Remote Control Firefox

Remote Control Firefox

Have you ever thought it would be neat to be able to control your browser from another application? Me too. In fact, I think we should be able to control all our applications from other applications.

In this post I’m going to go over a hodge podge of pieces I put together to be able to play and pause YouTube videos in Firefox by just making an HTTP POST request.

The Plan

So here is a run down of the plan to make this happen. First, create a Firefox plugin. Have the plugin look at all the tabs being opened. If a tab is a YouTube tab, add it to a list.

Next, we’ll create a page-mod for our YouTube pages. A page-mod is a script that gets added to a page from your plugin. We’re going to use it to fire functions that find the video tag on the page and pause or play them.

Now we need a way to control it. To accomplish this we’ll need two components. A client and a server. Our server will be a Ruby Sinatra application. It’s sole purpose in life is to be a queue.

The server will just take HTTP POST requests with a cmd parameter in the form data and put them in a queue. When an HTTP GET is requested on that queue, the server will pop the cmd and return it.

The client will be a page-worker. This is a hidden page for your plugin that just runs Javascript and can have some HTML as well. All this will do is loop every 500ms and fire an HTTP GET request to our server. This is actually a perfect job for WebSockets, but I wanted to prove I could do this before getting fancy.

If there is nothing in the queue, the response from the server will just be null. If there is a command, we’ll send it from our page-worker to our main plugin which will in turn loop through all our YouTube tabs, and call the appropriate function we added to it with our page-mod.

Clear as mud, right? Ok, good! Lets look at the parts individually.

The Firefox Plugin

Making a Firefox plugin is an interesting concept that definitely warrants its own blog post. Here we’re just going to go over the quick and dirty getting started concepts.

First, make sure you have node.js installed and crack open a command prompt. In the prompt run npm install -g jpm. Use sudo if you’re a Mac user or Unix wizard. This installs the Firefox plugin toolkit.

From there, check out Mozilla’s great Getting Started page regarding the creation of a plugin. Use it to start your own.
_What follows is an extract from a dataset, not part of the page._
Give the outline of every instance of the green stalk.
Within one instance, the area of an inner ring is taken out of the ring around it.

Once you’ve created your plugin skeleton, open up the index.js file. This is the file that your plugin starts from. The entire plugin is just Javascript! Remember, our first task is to peek at the tabs as they are opened, check their URL for YouTube, add some magic script to it and push that tab into a list.

Below is the code for getting a sneak peak at those tabs and injecting some scripts into them.

var self = require('sdk/self');
var tabs = require("sdk/tabs");
var URL = require("sdk/url").URL;

var youtubeTabs = [];

tabs.on('ready', function(tab){

  if(URL(tab.url).host == 'www.youtube.com'){

    var worker = tab.attach({
      contentScriptFile: self.data.url('youtube.js')
    });

    var obj = {'tab': tab, 'worker': worker};
    youtubeTabs.push(obj);

  }
});

In the first few lines of code you can see us pulling in some plugin SDK elements. The self var lets us get access to other files in our plugin.

The tabs var lets us control the tabs within Firefox, and the URL var lets us do some work with URLs that would otherwise be tedious and annoying.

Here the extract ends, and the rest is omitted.